Les séances en cabine de bronzage sont classées cancérogènes de catégorie 1 par le Centre International de Recherche sur le Cancer (CIRC) depuis 2009. Au même niveau que le tabac. Vous avez bien lu. Elles balancent des UVA artificiels qui plongent loin sous la peau, accélèrent le vieillissement cutané et font grimper le risque de mélanome.
« Préparer sa peau pour éviter les coups de soleil » ? Du vent. Le bronzage gagné en cabine équivaut au mieux à un SPF 2. Autant dire rien. Plusieurs pays les ont interdites. En France, elles restent légales pour les adultes, mais toutes les autorités de santé les déconseillent fortement.
Les compléments « préparateurs de peau » : aucune preuve
Chaque printemps, c’est le même cinéma. Les rayons se remplissent de gélules qui promettent de « préparer la peau », d’« activer le bronzage », de « renforcer la protection naturelle ». Dedans : bêta-carotène, lutéine, lycopène et autres caroténoïdes.
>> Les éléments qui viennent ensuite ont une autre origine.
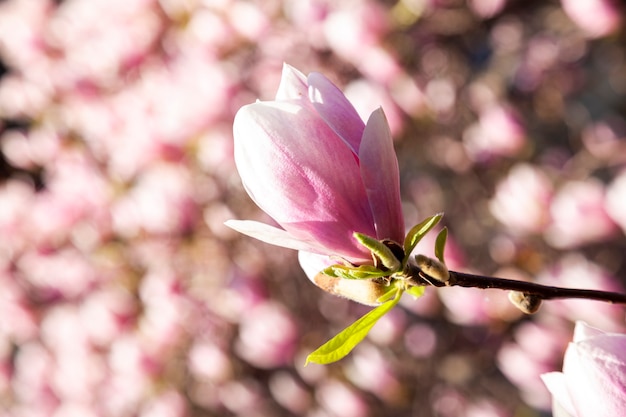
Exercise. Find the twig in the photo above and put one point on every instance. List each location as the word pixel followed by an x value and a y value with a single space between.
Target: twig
pixel 544 292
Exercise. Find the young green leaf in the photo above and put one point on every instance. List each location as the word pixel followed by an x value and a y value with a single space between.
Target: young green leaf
pixel 355 272
pixel 440 244
pixel 379 249
pixel 343 343
pixel 417 233
pixel 416 291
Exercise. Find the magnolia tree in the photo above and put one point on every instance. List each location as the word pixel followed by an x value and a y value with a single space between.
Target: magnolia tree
pixel 123 294
pixel 331 183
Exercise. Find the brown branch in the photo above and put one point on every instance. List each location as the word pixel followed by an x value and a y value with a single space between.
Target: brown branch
pixel 544 292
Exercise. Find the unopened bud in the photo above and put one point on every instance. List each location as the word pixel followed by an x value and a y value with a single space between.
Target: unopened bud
pixel 527 303
pixel 432 268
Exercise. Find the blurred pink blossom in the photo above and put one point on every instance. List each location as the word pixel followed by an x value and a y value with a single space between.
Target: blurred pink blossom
pixel 499 132
pixel 267 336
pixel 596 17
pixel 575 271
pixel 579 203
pixel 593 381
pixel 616 200
pixel 522 199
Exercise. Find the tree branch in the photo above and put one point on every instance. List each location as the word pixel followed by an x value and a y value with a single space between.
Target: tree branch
pixel 544 292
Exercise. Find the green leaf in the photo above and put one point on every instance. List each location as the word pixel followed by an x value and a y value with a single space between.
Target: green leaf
pixel 417 233
pixel 342 344
pixel 416 291
pixel 379 249
pixel 440 244
pixel 355 272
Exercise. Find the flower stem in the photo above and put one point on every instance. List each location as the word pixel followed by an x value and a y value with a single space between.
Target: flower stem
pixel 544 292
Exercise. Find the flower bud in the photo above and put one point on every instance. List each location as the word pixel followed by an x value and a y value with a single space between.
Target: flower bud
pixel 527 303
pixel 433 268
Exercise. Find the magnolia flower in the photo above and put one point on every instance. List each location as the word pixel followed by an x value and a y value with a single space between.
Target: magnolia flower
pixel 309 162
pixel 593 381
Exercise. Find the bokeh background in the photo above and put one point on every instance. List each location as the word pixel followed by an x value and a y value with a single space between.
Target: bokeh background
pixel 122 293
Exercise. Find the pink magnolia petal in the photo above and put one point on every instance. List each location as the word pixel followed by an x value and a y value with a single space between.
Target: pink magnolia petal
pixel 293 85
pixel 306 179
pixel 596 375
pixel 381 177
pixel 557 385
pixel 336 110
pixel 312 263
pixel 269 234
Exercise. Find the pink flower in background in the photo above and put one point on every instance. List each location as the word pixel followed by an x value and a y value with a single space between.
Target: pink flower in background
pixel 308 160
pixel 593 381
pixel 580 203
pixel 596 17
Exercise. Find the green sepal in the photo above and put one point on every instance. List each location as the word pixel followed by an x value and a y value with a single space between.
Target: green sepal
pixel 343 343
pixel 354 272
pixel 416 291
pixel 380 250
pixel 417 233
pixel 440 244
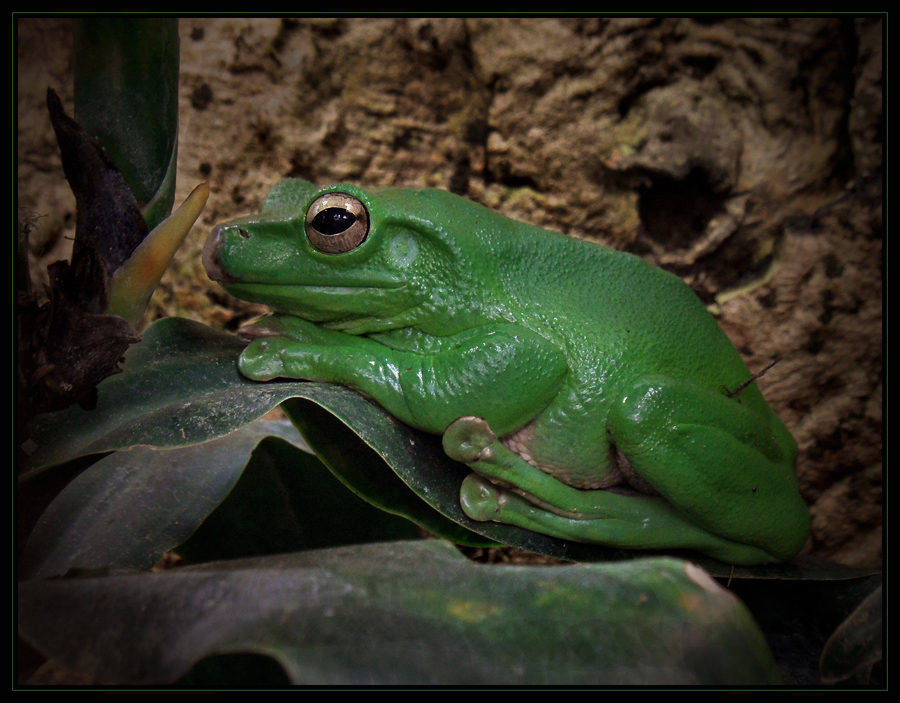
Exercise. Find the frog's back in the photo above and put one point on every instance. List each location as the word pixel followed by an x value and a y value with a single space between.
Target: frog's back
pixel 620 316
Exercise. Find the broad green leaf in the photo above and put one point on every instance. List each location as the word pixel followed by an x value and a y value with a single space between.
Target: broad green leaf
pixel 407 613
pixel 181 386
pixel 126 95
pixel 283 500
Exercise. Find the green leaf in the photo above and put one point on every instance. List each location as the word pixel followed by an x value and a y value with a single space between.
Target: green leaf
pixel 283 500
pixel 408 613
pixel 126 95
pixel 181 386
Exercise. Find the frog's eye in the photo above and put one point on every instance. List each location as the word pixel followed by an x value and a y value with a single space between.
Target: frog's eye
pixel 337 223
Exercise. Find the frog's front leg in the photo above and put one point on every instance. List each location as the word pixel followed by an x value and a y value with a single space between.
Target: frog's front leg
pixel 500 371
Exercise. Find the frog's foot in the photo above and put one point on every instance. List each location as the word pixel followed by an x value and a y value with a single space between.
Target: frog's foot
pixel 505 488
pixel 469 439
pixel 480 499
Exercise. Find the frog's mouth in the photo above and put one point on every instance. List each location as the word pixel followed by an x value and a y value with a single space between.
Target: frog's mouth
pixel 320 303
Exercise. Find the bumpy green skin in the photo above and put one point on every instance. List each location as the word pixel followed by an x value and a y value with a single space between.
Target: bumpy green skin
pixel 603 371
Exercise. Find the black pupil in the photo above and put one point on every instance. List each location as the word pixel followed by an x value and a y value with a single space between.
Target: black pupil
pixel 333 220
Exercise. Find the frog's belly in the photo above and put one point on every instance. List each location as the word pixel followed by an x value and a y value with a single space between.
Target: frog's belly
pixel 584 465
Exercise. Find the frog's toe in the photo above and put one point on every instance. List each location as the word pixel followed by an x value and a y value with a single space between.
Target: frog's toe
pixel 480 500
pixel 261 361
pixel 467 439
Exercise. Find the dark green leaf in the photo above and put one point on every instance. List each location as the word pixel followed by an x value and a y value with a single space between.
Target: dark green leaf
pixel 126 95
pixel 408 613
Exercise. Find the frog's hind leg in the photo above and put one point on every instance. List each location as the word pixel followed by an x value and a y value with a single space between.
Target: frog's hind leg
pixel 725 461
pixel 660 528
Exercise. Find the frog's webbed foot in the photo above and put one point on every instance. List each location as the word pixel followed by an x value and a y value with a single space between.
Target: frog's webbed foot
pixel 506 488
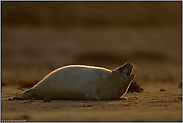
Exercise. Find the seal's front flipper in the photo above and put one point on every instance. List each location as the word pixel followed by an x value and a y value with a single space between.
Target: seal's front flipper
pixel 24 95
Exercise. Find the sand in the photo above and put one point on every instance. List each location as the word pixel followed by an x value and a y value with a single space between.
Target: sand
pixel 154 44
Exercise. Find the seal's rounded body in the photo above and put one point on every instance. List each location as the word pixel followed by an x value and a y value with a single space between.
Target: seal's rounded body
pixel 82 82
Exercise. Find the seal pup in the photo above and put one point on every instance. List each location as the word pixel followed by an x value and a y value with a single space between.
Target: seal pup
pixel 82 82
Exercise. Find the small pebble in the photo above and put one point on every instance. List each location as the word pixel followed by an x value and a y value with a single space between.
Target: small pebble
pixel 82 105
pixel 162 90
pixel 47 99
pixel 154 105
pixel 9 99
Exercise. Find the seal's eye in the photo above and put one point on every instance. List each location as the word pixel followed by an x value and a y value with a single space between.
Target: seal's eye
pixel 129 72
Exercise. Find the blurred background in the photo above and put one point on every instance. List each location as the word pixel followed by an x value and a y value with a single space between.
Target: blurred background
pixel 38 37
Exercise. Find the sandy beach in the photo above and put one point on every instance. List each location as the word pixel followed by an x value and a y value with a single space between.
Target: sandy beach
pixel 29 53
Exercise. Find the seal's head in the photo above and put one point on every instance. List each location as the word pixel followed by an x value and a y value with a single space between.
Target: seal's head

La réalité ? Aucune étude clinique sérieuse ne prouve qu’ils protègent des coups de soleil ou du cancer de la peau. Pire : certains peuvent poser problème à haute dose. On a montré qu’un excès de bêta-carotène chez les fumeurs augmentait le risque de cancer du poumon. Et le vrai danger, le voilà : ces produits donnent l’impression d’être protégé. Du coup, on met moins de crème. Erreur.
Le rôle clé de votre pharmacie
Au comptoir, on est en première ligne pour tordre le cou aux idées reçues et vous guider vers une vraie protection. Quelques messages simples à retenir :
- SPF 30 minimum pour toute exposition. SPF 50 pour les peaux claires, les enfants et les longues expositions
- Renouvellement toutes les 2 heures, et après chaque baignade ou grosse transpiration
- Protection en plus : lunettes à filtre UV, vêtements couvrants, on évite 12h-16h
- Cabines UV : non. Aucun bénéfice, un risque réel
- Compléments solaires : aucune efficacité prouvée, ils ne remplacent pas la crème
L’été, c’est aussi le bon moment pour en parler. Un dépliant bien placé, un mot glissé au moment de vendre une crème, une phrase pendant un conseil… Parfois, ça suffit à changer une habitude.
La seule vraie protection, c’est la crème solaire, bien appliquée et bien renouvelée. Les cabines et les gélules « bonne mine » ne vous protègent pas. Elles vous donnent juste l’illusion de l’être.
L’essentiel de ce 9 juin
Le constat est clair. Les Français relâchent leur vigilance pile au moment où les cancers de la peau atteignent des records. Rappeler les bases, démonter les faux remèdes : c’est aussi ça, prendre soin de votre santé cet été.
Et le bon réflexe tient en une phrase : on couvre, on renouvelle, on se méfie des raccourcis.
- Baromètre FEBEA-OpinionWay 2026 (Fédération des Entreprises de la Beauté)
- Franceinfo, 05/06/2026
- CNEWS, 02/06/2026
- France Inter, 26/05/2026
- ICI / France 3, 08/06/2026
Les informations contenues dans cet article sont fournies à titre informatif et de vulgarisation scientifique. Elles ne constituent pas un avis médical et ne sauraient remplacer une consultation avec un professionnel de santé. En cas de doute ou de symptômes, consultez votre médecin ou votre pharmacie. Mentions légales complètes.
Les cabines UV préparent-elles vraiment la peau au soleil ?
Non. Le bronzage obtenu en cabine équivaut au mieux à un SPF 2, sans protection réelle. Et ces cabines sont classées cancérogènes de catégorie 1 depuis 2009, au même titre que le tabac.
Les compléments préparateurs de bronzage protègent-ils des coups de soleil ?
Aucune étude sérieuse ne le démontre. Pire : à haute dose, certains présentent des risques, comme le bêta-carotène chez les fumeurs. Ils ne remplacent jamais la crème solaire.
À quelle fréquence faut-il remettre de la crème solaire ?
Toutes les 2 heures, et après chaque baignade ou transpiration importante. Un SPF 50 appliqué une seule fois le matin ne protège pas toute la journée.